I think about the nights I didn’t know. The years my father sat in that armchair with his newspaper, his coffee, his steady love for me, and, underneath it all, he was carrying this.

A weapon, built from patience and paper, made from the same material as everything else Dad ever built.

Grief, love, and the deep, immovable need to protect his daughter.

He wasn’t just paying them.

He was building the evidence that would eventually bury them.

“The Alliance…” Sin says, and his voice has changed again, hardened into something precise. “When they learn this exists—”

“They will understand what position they’re in,” Dad says simply.

I set the ledger page down on the table, press both palms flat against it, and look at my father across the room. He looks back at me, and neither of us says anything at all for a moment, because there are no words in my vocabulary that are right for what he has done.

He built me a shield out of their own hands. He did it quietly. He waited, and he never told me because he didn’t want me afraid.

“D-Daddy,” I manage. My voice breaks, and I cannot help it.

“I told you I’d handle it,” he says, in the tone he has used my entire life for everything from scraped knees to the worst moments I have known…

Perfectly calm, perfectly certain, perfectly him.

Sin turns on the sofa and looks at me, and there’s something in his expression I don’t have a name for, somewhere between awe, grief, and the understanding of something large and irreversible. He gives me a single, slow nod.

I press my thumb to the corner of my eye, dabbing at a welling tear, and pull myself back together.

“Bring Will in,” my father says.

Sin stands. He crosses to the front door, opening it, and then I hear boots on the porch steps.

Will appears in the doorway. He looks at the room, at Mr. Ellery with his documents, at Sin coming back toward the sofa, at me on the cushion with my hands still pressed flat against the table, and then his eyes find my father in the armchair.

He stops dead in the doorway. There’s something on Will’s face I’ve never really seen before. Messy around the edges. Like he’s finally starting to understand how big this whole thing actually is and is trying real hard not to let it knock him sideways.

Dad looks at him for a long moment, his gaze steady and unhurried, like he’s taken years to arrive at this moment and has no intention of rushing it.

“You take care of her,” my father says. “The business. The mine.
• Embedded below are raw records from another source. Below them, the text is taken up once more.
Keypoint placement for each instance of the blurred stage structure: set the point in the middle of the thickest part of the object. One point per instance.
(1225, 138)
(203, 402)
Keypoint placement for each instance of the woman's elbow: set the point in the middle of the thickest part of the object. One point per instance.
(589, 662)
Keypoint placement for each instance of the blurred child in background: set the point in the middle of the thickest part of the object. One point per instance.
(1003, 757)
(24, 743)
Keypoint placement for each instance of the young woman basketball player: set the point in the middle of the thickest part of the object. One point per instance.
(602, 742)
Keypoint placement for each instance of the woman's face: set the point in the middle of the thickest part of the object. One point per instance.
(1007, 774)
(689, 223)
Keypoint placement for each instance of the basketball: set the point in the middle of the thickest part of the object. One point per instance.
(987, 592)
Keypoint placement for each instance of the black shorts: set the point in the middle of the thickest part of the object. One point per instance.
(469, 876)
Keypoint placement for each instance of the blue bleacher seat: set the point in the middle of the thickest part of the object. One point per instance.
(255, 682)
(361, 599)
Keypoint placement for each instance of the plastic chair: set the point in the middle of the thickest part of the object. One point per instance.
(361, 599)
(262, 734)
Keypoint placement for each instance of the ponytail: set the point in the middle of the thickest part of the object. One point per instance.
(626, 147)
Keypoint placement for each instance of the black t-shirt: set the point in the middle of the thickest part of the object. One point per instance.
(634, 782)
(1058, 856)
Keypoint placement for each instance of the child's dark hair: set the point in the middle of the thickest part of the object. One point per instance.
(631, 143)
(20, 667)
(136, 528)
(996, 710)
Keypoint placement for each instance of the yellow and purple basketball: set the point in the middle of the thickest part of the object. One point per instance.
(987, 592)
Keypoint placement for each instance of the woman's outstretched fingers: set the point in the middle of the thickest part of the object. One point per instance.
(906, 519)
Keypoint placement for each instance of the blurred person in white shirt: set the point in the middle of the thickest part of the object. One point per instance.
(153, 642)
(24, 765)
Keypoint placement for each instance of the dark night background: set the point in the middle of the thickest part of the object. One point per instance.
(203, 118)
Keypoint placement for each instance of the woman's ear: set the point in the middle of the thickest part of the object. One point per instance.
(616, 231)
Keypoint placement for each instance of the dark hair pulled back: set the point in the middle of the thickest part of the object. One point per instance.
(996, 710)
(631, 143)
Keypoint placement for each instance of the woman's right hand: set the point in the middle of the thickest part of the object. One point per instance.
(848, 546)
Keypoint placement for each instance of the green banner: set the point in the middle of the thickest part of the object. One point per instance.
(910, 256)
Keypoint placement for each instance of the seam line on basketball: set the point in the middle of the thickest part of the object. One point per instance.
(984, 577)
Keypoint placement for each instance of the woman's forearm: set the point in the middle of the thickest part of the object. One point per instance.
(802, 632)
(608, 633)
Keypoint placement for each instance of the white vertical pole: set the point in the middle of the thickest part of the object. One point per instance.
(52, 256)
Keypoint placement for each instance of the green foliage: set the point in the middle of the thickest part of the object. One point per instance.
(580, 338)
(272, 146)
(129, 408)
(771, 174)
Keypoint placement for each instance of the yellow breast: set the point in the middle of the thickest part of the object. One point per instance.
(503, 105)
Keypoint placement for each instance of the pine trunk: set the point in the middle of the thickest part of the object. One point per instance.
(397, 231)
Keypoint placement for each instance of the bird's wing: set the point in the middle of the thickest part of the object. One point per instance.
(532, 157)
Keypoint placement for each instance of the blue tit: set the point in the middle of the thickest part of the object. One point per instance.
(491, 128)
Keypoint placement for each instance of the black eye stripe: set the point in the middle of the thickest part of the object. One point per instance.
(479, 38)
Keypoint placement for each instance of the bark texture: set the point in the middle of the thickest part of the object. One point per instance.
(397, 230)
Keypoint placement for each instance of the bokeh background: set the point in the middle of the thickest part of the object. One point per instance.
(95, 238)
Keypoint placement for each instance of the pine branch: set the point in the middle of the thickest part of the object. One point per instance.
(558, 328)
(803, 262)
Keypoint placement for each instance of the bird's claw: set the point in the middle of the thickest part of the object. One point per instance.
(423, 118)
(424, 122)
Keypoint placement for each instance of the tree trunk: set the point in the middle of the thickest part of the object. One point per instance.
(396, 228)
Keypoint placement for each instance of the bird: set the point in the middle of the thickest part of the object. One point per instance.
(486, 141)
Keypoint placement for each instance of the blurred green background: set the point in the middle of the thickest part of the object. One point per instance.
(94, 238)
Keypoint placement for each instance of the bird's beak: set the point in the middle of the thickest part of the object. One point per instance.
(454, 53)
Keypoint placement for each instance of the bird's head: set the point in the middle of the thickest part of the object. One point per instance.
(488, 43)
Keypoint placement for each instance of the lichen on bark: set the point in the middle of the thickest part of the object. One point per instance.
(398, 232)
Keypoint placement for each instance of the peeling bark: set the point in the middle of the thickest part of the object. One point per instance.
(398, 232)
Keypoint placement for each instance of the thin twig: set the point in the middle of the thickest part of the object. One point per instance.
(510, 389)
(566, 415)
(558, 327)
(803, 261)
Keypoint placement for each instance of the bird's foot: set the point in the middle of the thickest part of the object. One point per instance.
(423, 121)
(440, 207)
Whatever she needs…” He pauses, a small, knowing look crossing his face.

“And I expect you to take care of her, not just the business.”
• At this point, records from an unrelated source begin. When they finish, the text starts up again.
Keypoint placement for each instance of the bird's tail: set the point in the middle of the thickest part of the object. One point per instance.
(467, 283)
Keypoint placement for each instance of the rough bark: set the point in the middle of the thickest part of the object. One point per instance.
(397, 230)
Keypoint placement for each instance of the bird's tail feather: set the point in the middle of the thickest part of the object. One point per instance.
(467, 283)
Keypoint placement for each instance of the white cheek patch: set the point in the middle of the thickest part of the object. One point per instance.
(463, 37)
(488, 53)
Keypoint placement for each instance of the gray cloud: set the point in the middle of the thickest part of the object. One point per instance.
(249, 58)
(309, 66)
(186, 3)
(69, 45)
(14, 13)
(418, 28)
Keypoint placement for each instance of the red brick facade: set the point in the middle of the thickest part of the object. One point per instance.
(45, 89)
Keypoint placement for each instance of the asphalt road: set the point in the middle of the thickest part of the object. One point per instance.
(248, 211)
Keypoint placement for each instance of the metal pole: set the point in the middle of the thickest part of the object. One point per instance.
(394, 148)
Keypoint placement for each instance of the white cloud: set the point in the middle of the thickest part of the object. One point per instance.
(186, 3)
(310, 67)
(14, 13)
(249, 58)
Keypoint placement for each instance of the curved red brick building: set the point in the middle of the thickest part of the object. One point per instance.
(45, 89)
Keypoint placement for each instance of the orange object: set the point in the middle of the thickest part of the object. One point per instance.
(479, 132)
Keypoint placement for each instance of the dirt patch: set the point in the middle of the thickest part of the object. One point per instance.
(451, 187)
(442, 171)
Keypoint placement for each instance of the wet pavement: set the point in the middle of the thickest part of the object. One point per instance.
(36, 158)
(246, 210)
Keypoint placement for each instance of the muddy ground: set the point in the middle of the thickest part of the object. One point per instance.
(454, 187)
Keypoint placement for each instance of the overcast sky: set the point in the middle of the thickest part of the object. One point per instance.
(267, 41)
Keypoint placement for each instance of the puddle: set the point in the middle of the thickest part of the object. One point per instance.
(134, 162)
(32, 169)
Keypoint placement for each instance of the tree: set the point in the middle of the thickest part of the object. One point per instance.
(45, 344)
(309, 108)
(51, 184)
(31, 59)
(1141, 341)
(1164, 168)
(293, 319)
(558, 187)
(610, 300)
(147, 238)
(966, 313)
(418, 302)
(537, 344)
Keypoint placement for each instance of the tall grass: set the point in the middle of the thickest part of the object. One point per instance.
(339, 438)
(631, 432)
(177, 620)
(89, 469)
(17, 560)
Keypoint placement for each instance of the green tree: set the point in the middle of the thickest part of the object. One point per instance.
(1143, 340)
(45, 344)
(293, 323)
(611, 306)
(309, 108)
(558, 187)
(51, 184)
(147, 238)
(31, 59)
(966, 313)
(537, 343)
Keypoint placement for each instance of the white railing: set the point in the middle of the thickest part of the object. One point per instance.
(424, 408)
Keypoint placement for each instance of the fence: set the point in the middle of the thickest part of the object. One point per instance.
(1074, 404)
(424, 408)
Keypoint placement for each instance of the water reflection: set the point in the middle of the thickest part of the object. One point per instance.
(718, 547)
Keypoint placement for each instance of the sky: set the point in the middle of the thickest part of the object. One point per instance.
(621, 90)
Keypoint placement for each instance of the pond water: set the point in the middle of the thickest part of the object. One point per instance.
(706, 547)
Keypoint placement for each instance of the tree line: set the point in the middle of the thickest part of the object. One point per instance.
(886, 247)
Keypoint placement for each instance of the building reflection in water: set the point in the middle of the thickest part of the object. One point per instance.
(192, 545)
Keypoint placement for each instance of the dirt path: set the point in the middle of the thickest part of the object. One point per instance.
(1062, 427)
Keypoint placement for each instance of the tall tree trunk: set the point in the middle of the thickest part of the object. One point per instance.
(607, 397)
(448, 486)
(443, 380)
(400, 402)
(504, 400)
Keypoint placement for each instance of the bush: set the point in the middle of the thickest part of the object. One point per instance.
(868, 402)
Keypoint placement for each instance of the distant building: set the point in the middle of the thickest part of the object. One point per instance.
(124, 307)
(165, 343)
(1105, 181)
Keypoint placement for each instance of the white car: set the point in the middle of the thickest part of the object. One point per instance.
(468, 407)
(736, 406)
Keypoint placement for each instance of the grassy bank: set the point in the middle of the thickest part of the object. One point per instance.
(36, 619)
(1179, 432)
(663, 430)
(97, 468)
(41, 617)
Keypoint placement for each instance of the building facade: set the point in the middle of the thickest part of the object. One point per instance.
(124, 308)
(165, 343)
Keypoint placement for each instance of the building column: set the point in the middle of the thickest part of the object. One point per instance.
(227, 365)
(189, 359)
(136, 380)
The silence after that is different from the silence before.

Will meets my father’s eyes and holds them, and in the two years I have known Will Beckett, I have never once seen him at a loss. He is always the steadiest person in any room he walks into, always the one with his feet planted and his chin level and his voice even.

He. Does. Not. Rattle.

He is not exactly rattled now.

But something about the way he draws a slow, deliberate breath before he speaks tells me that my father has handed him something that took him a moment to find his grip on. “Yes, sir,” he says with conviction.

My father gives one sharp nod, the kind that says the decision’s been made and, as far as he’s concerned, the conversation is over. “Good,” he says.

And in the warmth of my father’s living room, with his reading lamp, his armchair, and his twenty-year coffee stain, something enormous and permanent settles into place.

My father leans back in his chair and closes his eyes, and something in the room finally eases a little.